Dixon technically became mayor yesterday when Martin O'Malley was sworn in as governor, but her public swearing-in will take place today at the War Memorial Building in downtown Baltimore. Dixon will serve out the remainder of O'Malley's term, through December, and is expected to seek a full four-year term in the September primary. At least two other women have said they will also seek the job this fall.

"I think I do bring a different perspective as a woman, especially being a mother. I want every child to be healthy and to have a good education," said Dixon, a mother of two. Asked why a woman's perspective is different, she said: "I think the way a woman juggles many hats at one time - not that men don't."

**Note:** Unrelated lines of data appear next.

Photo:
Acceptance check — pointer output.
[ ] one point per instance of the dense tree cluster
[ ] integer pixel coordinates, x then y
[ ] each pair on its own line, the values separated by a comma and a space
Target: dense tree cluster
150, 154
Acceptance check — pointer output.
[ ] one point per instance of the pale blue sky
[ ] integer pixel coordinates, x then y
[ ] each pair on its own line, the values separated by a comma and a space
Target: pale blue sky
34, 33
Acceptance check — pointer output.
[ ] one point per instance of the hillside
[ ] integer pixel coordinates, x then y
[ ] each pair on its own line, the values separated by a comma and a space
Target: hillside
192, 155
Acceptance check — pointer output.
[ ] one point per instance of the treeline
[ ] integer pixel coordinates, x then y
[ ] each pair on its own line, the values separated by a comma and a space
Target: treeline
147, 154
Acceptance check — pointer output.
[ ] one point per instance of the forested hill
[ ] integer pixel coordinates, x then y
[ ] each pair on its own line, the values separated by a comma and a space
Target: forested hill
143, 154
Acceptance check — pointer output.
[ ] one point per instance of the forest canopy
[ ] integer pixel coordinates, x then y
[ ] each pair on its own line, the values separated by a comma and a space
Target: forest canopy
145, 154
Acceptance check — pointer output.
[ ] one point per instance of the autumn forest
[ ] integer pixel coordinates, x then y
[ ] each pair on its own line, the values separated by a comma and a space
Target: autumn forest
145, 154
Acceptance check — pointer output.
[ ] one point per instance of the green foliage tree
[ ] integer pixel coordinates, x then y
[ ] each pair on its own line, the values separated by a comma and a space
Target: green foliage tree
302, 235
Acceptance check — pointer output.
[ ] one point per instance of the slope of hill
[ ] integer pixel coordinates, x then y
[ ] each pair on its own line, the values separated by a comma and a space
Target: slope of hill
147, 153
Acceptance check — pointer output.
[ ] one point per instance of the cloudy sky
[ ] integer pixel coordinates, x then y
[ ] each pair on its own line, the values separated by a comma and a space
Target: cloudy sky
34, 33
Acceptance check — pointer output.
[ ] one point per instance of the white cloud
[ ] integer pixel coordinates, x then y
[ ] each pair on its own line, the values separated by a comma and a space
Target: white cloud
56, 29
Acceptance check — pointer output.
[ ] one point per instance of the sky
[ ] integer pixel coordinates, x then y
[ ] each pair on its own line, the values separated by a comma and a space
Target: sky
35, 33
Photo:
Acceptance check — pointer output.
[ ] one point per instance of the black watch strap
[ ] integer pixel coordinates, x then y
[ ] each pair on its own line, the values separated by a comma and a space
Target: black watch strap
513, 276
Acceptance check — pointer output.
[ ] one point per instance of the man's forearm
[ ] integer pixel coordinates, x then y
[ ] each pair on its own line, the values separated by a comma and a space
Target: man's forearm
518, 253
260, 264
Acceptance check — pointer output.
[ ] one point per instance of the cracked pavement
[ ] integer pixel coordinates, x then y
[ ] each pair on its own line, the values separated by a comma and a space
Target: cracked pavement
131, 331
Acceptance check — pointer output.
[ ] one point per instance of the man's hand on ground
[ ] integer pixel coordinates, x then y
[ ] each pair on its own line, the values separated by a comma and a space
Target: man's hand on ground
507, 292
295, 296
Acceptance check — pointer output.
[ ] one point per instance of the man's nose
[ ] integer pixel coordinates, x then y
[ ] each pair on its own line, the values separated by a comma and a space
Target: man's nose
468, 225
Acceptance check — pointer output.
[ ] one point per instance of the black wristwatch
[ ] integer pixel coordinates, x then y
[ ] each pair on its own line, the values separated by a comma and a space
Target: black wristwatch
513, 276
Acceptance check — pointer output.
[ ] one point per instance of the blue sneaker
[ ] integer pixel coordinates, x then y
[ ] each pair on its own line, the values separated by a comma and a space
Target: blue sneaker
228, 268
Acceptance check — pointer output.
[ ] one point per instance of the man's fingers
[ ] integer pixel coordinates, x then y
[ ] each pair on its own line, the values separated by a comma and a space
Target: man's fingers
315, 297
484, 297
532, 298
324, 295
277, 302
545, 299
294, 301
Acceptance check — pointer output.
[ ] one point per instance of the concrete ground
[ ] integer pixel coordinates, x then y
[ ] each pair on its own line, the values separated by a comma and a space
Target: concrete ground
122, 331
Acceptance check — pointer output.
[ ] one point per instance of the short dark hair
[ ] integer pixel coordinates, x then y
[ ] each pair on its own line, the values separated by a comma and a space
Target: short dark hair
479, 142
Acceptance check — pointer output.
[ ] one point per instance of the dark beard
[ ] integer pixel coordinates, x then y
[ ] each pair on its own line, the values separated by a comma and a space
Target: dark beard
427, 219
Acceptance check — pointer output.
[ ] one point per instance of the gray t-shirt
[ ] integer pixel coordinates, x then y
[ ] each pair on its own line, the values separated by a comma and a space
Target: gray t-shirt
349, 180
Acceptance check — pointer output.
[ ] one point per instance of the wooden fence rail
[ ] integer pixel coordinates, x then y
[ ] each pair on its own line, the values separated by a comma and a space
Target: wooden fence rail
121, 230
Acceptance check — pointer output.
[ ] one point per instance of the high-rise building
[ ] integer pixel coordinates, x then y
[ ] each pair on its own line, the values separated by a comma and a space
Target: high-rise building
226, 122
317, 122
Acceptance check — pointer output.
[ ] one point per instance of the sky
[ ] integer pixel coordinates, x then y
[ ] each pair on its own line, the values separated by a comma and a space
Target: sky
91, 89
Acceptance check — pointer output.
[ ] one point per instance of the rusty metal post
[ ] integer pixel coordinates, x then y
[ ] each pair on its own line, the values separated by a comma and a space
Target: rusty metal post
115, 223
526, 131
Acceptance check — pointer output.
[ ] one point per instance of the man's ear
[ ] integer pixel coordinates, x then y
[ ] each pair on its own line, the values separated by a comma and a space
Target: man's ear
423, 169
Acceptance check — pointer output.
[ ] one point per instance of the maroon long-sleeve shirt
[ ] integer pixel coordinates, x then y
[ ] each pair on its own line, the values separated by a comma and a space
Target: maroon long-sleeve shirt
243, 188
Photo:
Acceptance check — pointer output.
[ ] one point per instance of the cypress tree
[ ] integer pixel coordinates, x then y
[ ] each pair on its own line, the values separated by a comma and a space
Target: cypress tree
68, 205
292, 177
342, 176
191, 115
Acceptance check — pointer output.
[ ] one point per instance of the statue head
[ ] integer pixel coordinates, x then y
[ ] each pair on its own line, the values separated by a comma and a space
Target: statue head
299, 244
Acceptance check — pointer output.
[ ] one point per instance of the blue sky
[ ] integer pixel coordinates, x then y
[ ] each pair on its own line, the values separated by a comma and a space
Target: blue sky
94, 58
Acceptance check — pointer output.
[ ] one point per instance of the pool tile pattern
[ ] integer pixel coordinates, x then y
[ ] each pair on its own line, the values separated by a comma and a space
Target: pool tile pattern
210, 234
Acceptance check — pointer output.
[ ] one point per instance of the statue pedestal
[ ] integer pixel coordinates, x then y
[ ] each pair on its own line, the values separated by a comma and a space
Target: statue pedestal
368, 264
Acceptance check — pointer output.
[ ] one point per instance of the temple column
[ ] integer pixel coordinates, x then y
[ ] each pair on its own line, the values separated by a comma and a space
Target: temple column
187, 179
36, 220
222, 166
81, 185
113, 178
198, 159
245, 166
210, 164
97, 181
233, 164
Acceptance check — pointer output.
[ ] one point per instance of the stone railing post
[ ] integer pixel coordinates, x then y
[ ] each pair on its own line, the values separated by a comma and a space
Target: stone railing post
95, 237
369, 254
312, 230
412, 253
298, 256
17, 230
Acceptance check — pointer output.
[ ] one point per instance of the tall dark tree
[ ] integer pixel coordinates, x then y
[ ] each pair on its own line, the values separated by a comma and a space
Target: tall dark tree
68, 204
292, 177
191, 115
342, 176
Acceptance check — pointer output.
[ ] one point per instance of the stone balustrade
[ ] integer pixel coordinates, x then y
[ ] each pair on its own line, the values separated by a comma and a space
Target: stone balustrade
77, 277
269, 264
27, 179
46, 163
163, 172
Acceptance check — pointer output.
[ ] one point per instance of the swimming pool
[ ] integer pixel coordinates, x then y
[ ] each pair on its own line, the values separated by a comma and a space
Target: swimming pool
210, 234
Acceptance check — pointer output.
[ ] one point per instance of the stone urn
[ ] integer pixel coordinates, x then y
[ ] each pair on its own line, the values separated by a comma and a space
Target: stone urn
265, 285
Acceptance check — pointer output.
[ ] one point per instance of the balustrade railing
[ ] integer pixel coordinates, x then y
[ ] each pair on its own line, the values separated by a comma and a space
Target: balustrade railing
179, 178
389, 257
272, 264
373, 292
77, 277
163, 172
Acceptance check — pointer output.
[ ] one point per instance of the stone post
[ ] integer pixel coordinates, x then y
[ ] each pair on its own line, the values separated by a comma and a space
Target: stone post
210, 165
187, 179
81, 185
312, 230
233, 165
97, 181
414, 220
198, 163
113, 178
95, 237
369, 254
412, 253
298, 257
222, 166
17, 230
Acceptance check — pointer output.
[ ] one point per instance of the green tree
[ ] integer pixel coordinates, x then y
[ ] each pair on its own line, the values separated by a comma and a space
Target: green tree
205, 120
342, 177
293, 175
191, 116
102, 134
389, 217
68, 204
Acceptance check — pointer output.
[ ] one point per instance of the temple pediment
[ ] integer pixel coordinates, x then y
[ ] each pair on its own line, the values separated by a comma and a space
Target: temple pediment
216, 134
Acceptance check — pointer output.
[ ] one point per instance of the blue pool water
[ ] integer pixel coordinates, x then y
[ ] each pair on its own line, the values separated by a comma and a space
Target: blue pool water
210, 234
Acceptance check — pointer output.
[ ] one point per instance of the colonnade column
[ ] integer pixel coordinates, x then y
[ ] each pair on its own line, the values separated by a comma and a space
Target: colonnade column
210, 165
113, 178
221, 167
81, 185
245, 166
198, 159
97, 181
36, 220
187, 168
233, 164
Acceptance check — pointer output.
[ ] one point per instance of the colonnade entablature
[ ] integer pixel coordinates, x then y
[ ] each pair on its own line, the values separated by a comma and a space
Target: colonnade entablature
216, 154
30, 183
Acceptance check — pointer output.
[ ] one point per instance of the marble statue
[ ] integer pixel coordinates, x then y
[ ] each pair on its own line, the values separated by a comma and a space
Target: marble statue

Baltimore's first mayor, James Calhoun, took office in 1797 and, for 210 years, the old boys club at City Hall never looked back. Under the headline "City Has Mayoress," The Evening Sun ran an article on Dec. 12, 1918, about a "Mrs. L.T. Barrie" who occupied the seat of power for a few hours while then-Mayor James H. Preston attended a naval event at the harbor. Barrie, referred to as mayoress six times in the article, vowed to "sit tight, but talk sweet."

In 1932, then-Mayor Howard W. Jackson allowed several women to sit in his chair to be "mayor for a minute."

Management style

It's unclear whether women who sit in the mayor's chair more permanently treat the job any differently than men. A survey of female state lawmakers of both parties found that, on average, they are more likely to oppose the death penalty and support abortion rights. The 2001 study, by the Center for American Women and Politics, also found there is a perception among male and female legislators that women are more likely to provide access to disadvantaged groups.

"I think women have a greater concern for things like recreation, child care, health care, education, domestic violence," said city Comptroller Joan M. Pratt, who credits men with opening more chances for women to enter politics in recent years. "I think they're more emphatic and sympathetic to those issues than men are."